Links found between religious beliefs and mental wellbeing, thanks to Limerick college

Links found between religious beliefs and mental wellbeing, thanks to Limerick college

Dr Lydia Mannion, MIC Lecturer and Educational and Child Psychologist | Picture: Brian Arthur Photography

NEW RESEARCH indicating a link between religious beliefs and mental health has been revealed at a Limerick college.

The research, conducted by Mary Immaculate College (MIC), found that depending on how an adolescent uses religion has the potential to positively or negatively influence their mental wellbeing.

MIC Lecturer and Educational and Child Psychologist, Dr Lydia Mannion, bases her findings from the correlation between the two subjects and surveyed over a hundred students across ten post-primary schools in Ireland.

These surveys measured students’ psychological wellbeing, religiousness, and how they use religion to cope in their day-to-day lives. Individual, online interviews on the topic were subsequently completed with a number of these students.

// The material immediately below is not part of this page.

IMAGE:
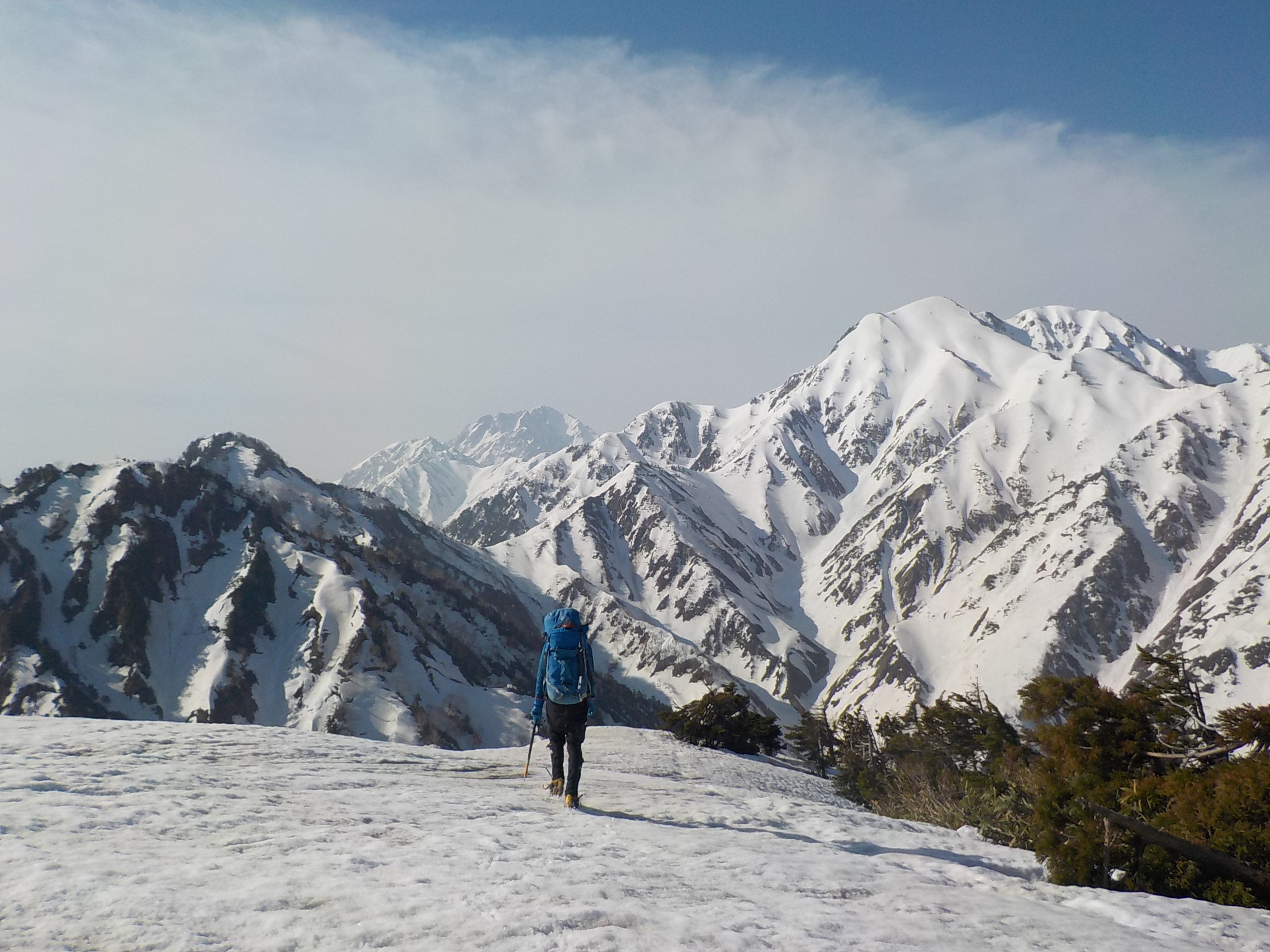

“Interestingly, students who identified as non-religious were just as likely as religious students to use negative religious coping methods to deal with their daily lives,” Dr Mannion said.

“One of the most fascinating findings of the study was that while 80 out of the students who completed the surveys self-identified as Catholic, only 55 of these students then said that they believed in God.

“These findings show us that there needs to be a wider conversation about what it actually means for young people to identify as Catholic in Ireland today”.

An example of a positive religious and mental health link would be when a young person might practise personal prayer, while a negative link would be if a young person blamed fate or God as a result of negative events in their life. 

“Teaching young people about positive and negative religious coping, and the possible positive or negative implications for their mental wellbeing associated with each type of religious coping, is crucial,” Dr Mannion concluded.

The research project was supervised by Dr Maurice Harmon, Head of the Department of Learning, Society, & Religious Education, and Dr Trevor O’Brien, Lecturer in Inclusive and Special Education at MIC.